There is newer jazz being played out there than those iconic albums of Miles Davis, and Jay Rees knows where to find it. Even better, Rees and his band Sylvan Street know how to play it.
Sunday puts Sylvan Street in the spotlight as the season-closing concert presented by the Tucson Jazz Society at the Loews Ventana Canyon. Rees founded Sylvan Street five years ago specifically to give jazz more immediacy.
“This show will be exciting, different, unusual and unique,” Reese promised. “We want to break down all the barriers that have kept jazz bottled up for so long, like the attitude of many young people that jazz is too slow or too intellectual.
“We want to reach everyone with our music, from kids and families right on to those jazz purists,” he added.
Swinging into the task at hand, Rees and his six bandmates keep on adding blends of Latin, rock, fusion, funk and electronica to their Sylvan Street repertoire.
“Our sound is definitely evolving,” said Rees, a bassist and former Los Angeles studio musician. These days Rees is best known as director of the University of Arizona’s marching band The Pride of Arizona and that ubiquitous student pep band that livens up so many UA basketball games.
Rees is joined onstage by saxophonist and UA music professor Kelland Thomas, Los Angeles recording artist and touring trumpeter Chad Shoopman, former lead trumpet and jazz soloist with the U.S. Air Force Airmen of Note big band Kenny Smukal, jazz educator and Los Angeles recording studio guitarist Frank Browne, drummer and teacher Andrew Hix, a mainstay on the Chicago jazz scene, and Tucson music educator Michael Faltin, who handles percussion.

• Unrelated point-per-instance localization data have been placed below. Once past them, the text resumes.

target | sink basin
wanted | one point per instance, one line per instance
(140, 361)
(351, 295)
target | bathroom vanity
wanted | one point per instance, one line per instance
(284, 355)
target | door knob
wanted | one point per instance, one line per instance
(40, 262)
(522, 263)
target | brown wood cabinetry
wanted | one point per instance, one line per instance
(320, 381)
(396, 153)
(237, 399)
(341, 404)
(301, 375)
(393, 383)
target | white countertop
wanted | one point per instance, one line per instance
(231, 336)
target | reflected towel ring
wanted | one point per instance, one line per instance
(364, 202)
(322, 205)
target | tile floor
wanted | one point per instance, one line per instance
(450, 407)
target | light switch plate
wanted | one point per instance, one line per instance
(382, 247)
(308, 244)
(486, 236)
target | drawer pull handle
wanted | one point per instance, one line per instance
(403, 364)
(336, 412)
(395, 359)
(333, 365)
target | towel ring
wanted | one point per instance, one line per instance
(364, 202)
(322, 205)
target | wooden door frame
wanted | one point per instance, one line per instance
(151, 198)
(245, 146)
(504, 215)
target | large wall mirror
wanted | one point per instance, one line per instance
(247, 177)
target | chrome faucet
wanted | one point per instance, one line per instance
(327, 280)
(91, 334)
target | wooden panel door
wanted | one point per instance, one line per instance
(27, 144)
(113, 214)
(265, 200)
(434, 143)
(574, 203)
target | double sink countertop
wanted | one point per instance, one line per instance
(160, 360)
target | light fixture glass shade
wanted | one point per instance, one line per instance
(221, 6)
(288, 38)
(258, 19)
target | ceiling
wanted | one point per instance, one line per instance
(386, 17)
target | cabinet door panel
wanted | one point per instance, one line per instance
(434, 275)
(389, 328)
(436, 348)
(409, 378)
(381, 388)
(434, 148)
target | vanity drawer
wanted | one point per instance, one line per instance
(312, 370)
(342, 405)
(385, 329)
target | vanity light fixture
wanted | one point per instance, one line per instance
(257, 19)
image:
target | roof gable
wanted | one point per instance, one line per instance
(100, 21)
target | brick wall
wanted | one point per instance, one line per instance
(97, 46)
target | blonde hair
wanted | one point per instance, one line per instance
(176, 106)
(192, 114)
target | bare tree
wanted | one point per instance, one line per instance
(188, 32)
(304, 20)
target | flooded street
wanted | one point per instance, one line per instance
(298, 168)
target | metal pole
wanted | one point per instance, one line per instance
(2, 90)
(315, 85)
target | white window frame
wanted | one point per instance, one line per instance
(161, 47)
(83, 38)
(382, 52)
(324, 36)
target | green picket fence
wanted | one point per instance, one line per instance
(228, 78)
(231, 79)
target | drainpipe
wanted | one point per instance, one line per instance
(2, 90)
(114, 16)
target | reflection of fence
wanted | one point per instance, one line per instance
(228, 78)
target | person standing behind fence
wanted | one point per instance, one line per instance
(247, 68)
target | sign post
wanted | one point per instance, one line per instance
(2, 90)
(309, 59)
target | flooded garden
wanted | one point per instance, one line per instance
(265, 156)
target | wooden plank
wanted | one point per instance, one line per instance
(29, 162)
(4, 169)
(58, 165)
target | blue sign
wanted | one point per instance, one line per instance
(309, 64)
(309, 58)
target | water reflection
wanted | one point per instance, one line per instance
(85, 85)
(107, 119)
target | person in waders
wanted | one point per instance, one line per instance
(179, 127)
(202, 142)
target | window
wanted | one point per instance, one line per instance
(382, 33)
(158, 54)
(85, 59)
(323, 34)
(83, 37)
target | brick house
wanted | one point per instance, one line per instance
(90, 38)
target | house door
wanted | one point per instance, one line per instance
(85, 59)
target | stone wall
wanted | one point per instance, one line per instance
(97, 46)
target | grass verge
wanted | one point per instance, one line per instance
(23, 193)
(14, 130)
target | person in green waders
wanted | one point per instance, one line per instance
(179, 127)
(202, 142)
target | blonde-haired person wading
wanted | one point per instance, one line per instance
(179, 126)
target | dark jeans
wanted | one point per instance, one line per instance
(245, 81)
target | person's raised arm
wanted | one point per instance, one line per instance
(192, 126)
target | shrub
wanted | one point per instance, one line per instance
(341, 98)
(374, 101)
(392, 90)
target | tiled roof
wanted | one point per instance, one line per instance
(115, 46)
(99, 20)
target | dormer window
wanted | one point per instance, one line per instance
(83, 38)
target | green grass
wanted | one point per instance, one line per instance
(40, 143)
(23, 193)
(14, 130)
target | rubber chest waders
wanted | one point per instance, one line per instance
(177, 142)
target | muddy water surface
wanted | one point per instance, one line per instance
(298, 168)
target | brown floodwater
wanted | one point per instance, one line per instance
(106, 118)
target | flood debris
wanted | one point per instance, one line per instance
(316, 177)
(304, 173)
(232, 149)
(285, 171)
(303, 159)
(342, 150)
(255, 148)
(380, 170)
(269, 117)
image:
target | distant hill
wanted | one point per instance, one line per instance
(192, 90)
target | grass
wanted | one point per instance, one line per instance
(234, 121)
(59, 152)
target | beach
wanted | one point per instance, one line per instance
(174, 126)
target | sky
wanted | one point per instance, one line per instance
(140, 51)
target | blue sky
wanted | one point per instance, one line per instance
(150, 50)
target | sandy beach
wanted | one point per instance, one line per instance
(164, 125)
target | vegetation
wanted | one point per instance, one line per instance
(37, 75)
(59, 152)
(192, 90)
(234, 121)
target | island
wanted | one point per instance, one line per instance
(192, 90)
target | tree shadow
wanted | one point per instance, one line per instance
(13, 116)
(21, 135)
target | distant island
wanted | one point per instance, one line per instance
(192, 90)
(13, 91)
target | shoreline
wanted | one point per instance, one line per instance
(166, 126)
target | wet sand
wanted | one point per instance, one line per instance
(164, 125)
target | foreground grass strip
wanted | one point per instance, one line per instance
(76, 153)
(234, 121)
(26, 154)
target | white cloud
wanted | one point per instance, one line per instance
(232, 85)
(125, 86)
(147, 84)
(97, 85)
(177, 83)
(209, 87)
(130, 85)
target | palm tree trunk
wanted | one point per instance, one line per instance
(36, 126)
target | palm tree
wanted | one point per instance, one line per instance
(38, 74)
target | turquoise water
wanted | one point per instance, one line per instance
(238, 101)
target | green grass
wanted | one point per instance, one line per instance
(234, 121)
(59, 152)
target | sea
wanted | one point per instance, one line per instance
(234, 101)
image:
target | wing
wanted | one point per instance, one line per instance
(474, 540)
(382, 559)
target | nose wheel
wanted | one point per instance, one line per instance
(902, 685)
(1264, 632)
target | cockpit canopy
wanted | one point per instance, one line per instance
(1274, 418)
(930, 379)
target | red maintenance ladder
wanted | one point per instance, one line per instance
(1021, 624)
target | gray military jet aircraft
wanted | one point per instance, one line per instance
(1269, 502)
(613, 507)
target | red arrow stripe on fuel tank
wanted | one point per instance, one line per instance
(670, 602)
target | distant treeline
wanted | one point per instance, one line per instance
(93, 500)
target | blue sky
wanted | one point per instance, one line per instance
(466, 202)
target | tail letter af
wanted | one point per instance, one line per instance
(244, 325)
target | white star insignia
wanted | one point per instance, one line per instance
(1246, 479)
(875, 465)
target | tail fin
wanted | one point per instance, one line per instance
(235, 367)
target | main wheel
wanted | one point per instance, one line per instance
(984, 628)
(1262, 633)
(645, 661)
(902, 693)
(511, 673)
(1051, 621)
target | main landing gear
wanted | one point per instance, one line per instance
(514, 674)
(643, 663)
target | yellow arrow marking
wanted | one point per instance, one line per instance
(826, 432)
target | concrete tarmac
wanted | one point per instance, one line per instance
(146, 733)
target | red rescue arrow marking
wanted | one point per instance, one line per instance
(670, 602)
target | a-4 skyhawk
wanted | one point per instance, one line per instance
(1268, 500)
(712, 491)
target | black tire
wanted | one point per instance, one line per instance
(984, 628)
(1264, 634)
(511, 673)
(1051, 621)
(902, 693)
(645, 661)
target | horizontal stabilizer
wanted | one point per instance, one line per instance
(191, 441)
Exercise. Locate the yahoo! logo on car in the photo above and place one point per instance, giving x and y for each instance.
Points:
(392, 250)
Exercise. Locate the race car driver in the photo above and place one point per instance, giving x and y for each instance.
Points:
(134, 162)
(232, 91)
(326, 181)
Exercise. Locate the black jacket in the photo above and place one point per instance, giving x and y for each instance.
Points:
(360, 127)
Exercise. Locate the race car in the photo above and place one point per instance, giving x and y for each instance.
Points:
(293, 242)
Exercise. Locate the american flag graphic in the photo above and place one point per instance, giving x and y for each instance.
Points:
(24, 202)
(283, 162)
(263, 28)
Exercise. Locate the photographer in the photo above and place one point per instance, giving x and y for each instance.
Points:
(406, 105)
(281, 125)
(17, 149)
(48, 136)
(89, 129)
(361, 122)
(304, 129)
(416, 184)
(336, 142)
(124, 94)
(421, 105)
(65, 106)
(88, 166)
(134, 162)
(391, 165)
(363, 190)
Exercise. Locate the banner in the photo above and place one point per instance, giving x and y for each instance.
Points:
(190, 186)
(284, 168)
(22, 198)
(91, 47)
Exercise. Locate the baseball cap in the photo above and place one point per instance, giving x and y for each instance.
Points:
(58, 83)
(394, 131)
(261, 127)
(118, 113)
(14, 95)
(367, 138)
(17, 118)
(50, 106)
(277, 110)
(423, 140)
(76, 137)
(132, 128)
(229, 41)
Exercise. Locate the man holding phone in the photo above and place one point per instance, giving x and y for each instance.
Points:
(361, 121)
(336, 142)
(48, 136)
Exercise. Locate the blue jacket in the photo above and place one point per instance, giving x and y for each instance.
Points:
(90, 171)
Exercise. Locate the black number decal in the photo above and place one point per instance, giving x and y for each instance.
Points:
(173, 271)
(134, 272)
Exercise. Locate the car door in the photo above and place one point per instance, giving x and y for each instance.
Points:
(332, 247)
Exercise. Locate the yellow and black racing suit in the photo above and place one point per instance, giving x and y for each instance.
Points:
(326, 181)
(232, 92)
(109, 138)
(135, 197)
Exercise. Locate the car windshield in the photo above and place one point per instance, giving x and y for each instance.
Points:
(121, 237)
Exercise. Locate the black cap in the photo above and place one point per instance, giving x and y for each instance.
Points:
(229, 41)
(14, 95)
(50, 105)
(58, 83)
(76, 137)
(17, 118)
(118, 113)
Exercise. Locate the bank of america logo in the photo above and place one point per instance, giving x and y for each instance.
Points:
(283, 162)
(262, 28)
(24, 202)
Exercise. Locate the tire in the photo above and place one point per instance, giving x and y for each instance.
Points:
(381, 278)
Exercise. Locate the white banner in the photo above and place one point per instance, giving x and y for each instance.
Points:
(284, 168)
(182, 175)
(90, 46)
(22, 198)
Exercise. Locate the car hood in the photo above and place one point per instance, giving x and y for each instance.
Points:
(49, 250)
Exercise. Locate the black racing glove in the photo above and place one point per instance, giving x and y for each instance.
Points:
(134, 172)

Completing the lineup is precocious pianist Evan Rees, Jay’s son, who started winning prestigious competition awards in high school and is now a college student at the Herberger Institute for Design and the Arts in Phoenix.
“Evan’s music is so modern,” said Jay. “He has the freshest ideas. He was just recently in Los Angeles doing dance electronica,” which the father described as “modern with an edge.”
“Frank and I are contributing more funk, just like we played back in L.A.,” Rees laughed.
Reedman Thomas favors the Munich-based ECM studio sound with its lyrical blend of jazz and classical elements.
“That’s what’s so cool about it,” continued Rees. “All these different guys are writing music for Sylvan Street. Each piece takes the band in a new direction.”
For the Sunday concert, a highlight of the program is sure to be “Free the Toronto Nine,” a churning piece flaunting those funky rhythms pushing along fanfares of aggressive chords that make their own demands.
“That title does reflect on events from our misspent youth,” Rees said with a smile.
Sylvan Street will call on the repertoire from its two albums — “The Perfect Leaf” and “Here in America” — and some new material in rehearsal.
There will be ballads on the song list, as well, and some blue s, along with good time salsa, Latin, jump swing and excited looks into the future of this uniquely American music.